Scaffold Hopping from Amodiaquine to Novel Nurr1 Agonist Chemotypes via Microscale Analogue Libraries

Several lines of evidence suggest the ligand-sensing transcription factor Nurr1 as a promising target to treat neurodegenerative diseases. Nurr1 modulators to validate and exploit this therapeutic potential are rare, however. To identify novel Nurr1 agonist chemotypes, we have employed the Nurr1 activator amodiaquine as template for microscale analogue library synthesis. The first set of analogues was based on the 7-chloroquiolin-4-amine core fragment of amodiaquine and revealed superior N-substituents compared to diethylaminomethylphenol contained in the template. A second library of analogues was subsequently prepared to replace the chloroquinolineamine scaffold.
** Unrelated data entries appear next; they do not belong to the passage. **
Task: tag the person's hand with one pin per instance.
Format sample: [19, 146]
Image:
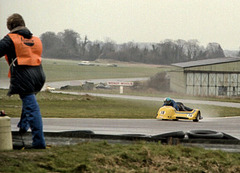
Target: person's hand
[2, 113]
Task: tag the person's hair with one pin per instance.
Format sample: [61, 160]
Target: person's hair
[14, 21]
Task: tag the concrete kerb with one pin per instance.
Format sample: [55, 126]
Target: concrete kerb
[227, 142]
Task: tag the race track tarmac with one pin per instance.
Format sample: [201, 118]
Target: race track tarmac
[228, 125]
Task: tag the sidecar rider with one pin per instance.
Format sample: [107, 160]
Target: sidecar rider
[170, 102]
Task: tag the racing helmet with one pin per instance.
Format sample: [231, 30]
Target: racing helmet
[167, 100]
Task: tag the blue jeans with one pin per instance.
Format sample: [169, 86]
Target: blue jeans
[31, 118]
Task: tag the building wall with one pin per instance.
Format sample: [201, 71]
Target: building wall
[213, 84]
[208, 80]
[178, 80]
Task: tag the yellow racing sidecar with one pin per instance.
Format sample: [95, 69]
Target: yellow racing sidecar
[170, 113]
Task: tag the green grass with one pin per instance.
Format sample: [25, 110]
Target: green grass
[86, 106]
[104, 157]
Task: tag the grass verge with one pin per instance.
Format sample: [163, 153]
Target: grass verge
[86, 106]
[105, 157]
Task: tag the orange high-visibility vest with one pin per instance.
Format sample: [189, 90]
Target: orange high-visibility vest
[28, 51]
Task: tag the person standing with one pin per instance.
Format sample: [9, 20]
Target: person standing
[23, 53]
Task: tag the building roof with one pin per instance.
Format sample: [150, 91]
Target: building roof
[206, 62]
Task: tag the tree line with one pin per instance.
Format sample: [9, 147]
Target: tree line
[70, 45]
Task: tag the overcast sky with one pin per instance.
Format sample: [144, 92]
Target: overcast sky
[132, 20]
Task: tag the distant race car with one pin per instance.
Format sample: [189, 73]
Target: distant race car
[170, 113]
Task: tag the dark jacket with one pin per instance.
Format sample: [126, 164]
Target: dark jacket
[24, 79]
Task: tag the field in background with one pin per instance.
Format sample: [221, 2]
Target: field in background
[63, 70]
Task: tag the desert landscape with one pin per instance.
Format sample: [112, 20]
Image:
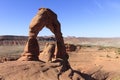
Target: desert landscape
[92, 61]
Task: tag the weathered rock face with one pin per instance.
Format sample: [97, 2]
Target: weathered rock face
[44, 17]
[36, 70]
[48, 53]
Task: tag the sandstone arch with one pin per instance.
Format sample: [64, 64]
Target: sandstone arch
[44, 17]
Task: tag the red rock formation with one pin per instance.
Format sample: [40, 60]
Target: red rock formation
[44, 17]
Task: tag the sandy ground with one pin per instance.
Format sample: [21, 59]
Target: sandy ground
[90, 60]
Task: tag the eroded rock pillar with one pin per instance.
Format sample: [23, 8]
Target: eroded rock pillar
[44, 17]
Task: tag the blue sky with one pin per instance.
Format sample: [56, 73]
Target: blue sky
[81, 18]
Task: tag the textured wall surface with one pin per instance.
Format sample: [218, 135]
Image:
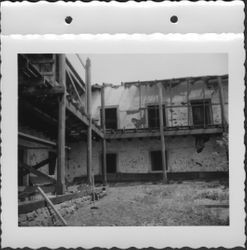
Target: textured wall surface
[134, 156]
[132, 101]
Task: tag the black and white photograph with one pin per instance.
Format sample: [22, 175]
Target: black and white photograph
[123, 139]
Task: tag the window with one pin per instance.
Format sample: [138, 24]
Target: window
[201, 112]
[111, 163]
[110, 118]
[156, 160]
[52, 163]
[154, 117]
[21, 153]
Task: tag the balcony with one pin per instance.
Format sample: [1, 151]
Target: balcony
[194, 118]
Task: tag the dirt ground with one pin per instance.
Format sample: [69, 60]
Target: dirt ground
[148, 204]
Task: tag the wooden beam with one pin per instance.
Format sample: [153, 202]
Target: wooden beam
[29, 206]
[26, 191]
[24, 105]
[147, 134]
[188, 100]
[36, 139]
[89, 133]
[83, 118]
[76, 91]
[39, 165]
[52, 206]
[34, 91]
[103, 139]
[162, 138]
[80, 82]
[61, 128]
[222, 104]
[36, 172]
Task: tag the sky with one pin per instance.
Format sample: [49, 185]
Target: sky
[117, 68]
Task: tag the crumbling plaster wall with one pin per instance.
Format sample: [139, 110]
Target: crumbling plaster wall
[133, 156]
[132, 101]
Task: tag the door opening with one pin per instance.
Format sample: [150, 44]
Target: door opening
[111, 163]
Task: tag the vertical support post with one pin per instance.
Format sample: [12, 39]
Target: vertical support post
[162, 139]
[89, 114]
[222, 104]
[204, 109]
[171, 109]
[188, 100]
[61, 128]
[103, 140]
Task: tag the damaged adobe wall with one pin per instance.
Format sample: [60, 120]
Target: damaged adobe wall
[132, 101]
[134, 156]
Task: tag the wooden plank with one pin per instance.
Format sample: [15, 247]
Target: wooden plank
[83, 118]
[36, 172]
[170, 90]
[76, 91]
[34, 91]
[162, 138]
[39, 165]
[39, 140]
[89, 113]
[80, 82]
[52, 206]
[61, 128]
[188, 100]
[127, 135]
[103, 140]
[36, 139]
[30, 190]
[28, 206]
[222, 102]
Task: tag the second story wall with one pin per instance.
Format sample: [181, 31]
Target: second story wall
[185, 104]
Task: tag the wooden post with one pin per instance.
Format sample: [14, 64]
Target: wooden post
[222, 104]
[61, 128]
[204, 109]
[171, 109]
[89, 114]
[163, 149]
[103, 139]
[188, 101]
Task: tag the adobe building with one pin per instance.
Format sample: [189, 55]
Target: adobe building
[71, 130]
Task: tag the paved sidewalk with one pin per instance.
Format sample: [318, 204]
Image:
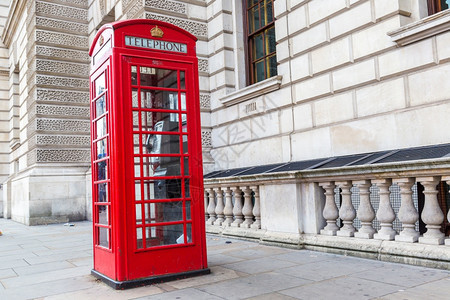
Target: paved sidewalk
[54, 262]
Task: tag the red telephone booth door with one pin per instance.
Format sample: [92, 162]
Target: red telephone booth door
[164, 231]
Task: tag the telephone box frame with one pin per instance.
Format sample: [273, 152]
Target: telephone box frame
[127, 248]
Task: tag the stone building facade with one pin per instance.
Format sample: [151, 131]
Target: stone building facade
[350, 77]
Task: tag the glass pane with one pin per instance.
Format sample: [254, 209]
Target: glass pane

The two sets of analogues enabled a full scaffold hop from amodiaquine to a novel Nurr1 agonist sharing no structural features with the lead but comprising superior potency on Nurr1. Additionally, pharmacophore modeling based on the entire set of active and inactive analogues suggested key features for Nurr1 agonists.

Automated summary

Evidence suggests that Nurr1 is a promising target for treating neurodegenerative diseases, but there is a scarcity of Nurr1 modulators to validate and exploit its therapeutic potential. By synthesizing analogues, a novel Nurr1 agonist was discovered, which had a completely different structure from the original agonist but exhibited superior potency on Nurr1. Pharmocophore modeling identified key features for Nurr1 agonists.